A partir da consciência dessa multiplicidade pode-se evidenciar possíveis conflitos entre essa memória individual e a memória coletiva, provocando uma reflexão sobre a existência de uma narrativa hegemônica que retrata o Mappin como símbolo de uma era dourada, e que abstrai outras narrativas (BORIN, 2020). Para Pierre Bourdieu (2003) deixar-se levar apenas pelos estigmas dos lugares (positivos e negativos) pode ser uma armadilha para compreensão da realidade “aceitando-os como tais condena-se a deixar escapar o essencial” (BOURDIEU, 2003, p.161). A maneira como um determinado espaço físico apropriado passa a ser interpretado pode levar a consolidação de estruturas mentais “como o espaço social encontra-se inscrito ao mesmo tempo nas estruturas espaciais e nas estruturas mentais que são, por um lado, o produto da incorporação dessas estruturas, o espaço é um dos lugares onde o poder se afirma e se exerce” (BOURDIEU, 2020, p.163). Por isso, ao dialetizar narrativas, a partir do registro e interpretação das memórias daqueles que estavam atrás dos balcões, ou daqueles que se limitavam a observar suas vitrines pretende-se enriquecer a leitura daquele espaço. Por fim, a escolha do Edifício João Brícola enquanto Mappin e a memória dessa união, como objetos desta pesquisa, também se justifica pela relevância do prédio enquanto marco arquitetônico e por haver uma lacuna na historiografia que trabalhe o edifício especificamente. O autor já contribuiu com o tema através de um trabalho apresentado no XV Seminário Docomomo, intitulado “Do Mappin ao SESC: A trajetória do Edifício João Brícola” (VASCONCELOS, 2024) em que narra a trajetória do prédio da sua construção até a compra pelo SESC, em 2023. A dissertação de mestrado que este projeto propõe busca aprofundar essa pesquisa, observando-a, agora, a partir da perspectiva da memória, por compreender que a abordagem pode ajudar a entender como certas localidades se tornam simbolicamente densas, fortalecendo a identidade da cidade e como essas lembranças são preservadas, transformadas e transmitidas ao longo das gerações. Esse enfoque pode ajudar a analisar como o Edifício João Brícola, enquanto Mappin, transcendeu sua função original, assumindo o papel de ícone do comércio e bastião de lembranças.

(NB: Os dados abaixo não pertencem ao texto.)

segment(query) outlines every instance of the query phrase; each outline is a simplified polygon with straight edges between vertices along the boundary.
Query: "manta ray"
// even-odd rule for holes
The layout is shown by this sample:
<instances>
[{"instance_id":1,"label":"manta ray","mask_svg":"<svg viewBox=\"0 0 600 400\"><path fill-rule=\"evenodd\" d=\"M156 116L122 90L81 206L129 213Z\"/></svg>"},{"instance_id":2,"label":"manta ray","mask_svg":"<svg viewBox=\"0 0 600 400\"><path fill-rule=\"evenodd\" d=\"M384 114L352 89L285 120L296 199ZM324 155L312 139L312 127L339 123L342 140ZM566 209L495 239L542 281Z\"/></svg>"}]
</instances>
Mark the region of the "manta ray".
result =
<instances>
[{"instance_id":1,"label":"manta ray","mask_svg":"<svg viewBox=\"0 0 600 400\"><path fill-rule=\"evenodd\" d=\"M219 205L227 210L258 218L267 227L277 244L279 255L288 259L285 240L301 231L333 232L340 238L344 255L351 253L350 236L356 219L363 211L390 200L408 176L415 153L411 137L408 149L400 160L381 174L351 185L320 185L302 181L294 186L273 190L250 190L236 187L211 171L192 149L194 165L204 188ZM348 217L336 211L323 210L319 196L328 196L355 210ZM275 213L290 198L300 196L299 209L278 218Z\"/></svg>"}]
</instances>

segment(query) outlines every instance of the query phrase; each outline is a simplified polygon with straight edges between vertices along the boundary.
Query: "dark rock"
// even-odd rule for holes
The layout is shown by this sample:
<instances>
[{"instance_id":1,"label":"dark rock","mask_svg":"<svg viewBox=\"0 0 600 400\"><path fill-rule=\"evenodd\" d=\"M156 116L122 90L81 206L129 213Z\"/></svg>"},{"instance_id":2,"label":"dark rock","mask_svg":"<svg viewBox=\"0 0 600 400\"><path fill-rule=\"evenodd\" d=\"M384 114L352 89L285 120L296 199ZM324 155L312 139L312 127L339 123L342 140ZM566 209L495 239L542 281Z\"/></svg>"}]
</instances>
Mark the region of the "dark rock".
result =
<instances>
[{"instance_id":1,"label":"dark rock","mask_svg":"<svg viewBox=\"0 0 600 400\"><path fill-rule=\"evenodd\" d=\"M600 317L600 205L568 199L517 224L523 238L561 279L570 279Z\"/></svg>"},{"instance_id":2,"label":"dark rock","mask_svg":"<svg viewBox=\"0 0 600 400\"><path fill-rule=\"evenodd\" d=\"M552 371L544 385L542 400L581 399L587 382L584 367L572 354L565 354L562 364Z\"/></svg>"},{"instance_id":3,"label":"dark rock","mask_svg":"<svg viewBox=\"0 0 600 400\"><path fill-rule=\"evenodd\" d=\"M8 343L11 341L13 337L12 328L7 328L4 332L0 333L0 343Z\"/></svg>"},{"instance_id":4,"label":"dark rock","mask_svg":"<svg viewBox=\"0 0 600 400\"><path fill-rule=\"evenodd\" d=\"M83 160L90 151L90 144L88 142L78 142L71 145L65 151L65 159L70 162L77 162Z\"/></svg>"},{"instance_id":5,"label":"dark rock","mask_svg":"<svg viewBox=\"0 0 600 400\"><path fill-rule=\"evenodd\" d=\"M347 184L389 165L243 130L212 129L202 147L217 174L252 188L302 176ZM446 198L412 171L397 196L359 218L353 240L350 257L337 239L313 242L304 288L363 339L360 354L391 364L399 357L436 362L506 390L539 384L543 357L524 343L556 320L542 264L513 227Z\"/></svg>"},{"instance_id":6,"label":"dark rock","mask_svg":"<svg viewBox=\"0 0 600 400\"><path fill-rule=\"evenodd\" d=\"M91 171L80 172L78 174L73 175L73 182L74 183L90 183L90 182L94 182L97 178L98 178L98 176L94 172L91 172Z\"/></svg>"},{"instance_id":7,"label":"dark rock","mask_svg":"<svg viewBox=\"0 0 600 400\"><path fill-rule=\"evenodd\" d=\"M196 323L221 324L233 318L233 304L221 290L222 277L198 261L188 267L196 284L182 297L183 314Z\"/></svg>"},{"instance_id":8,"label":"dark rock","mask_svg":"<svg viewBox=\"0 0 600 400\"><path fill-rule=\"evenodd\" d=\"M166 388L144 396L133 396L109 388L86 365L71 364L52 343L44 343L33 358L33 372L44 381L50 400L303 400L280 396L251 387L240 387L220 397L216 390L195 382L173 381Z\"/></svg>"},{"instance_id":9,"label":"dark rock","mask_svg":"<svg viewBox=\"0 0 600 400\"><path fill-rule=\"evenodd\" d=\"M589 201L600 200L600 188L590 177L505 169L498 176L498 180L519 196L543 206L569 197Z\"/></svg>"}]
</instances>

[1] Nascido na Itália, Giovanni Briccola, foi um banqueiro e filantropo, deixou a maior parte de sua fortuna à Santa Casa de Misericórdia e é celebrado pela instituição como seu “maior doador de todos os tempos” (CARNEIRO, 1986 v.1).

[2] A Santa Casa de Misericórdia ou Irmandade da Misericórdia, é uma das mais antigas instituições de assistência social do país, seus primeiros registros em São Paulo são de 1562 (CARNEIRO, 1986 v.1). Ao longo dos séculos acumulou grande patrimônio imobiliário, fruto de doações, cuja renda dos aluguéis é destinada às suas atividades assistenciais.

[3] Auguste Perret, arquiteto belgo-francês, um dos precursores do uso do concreto armado e da estética moderna.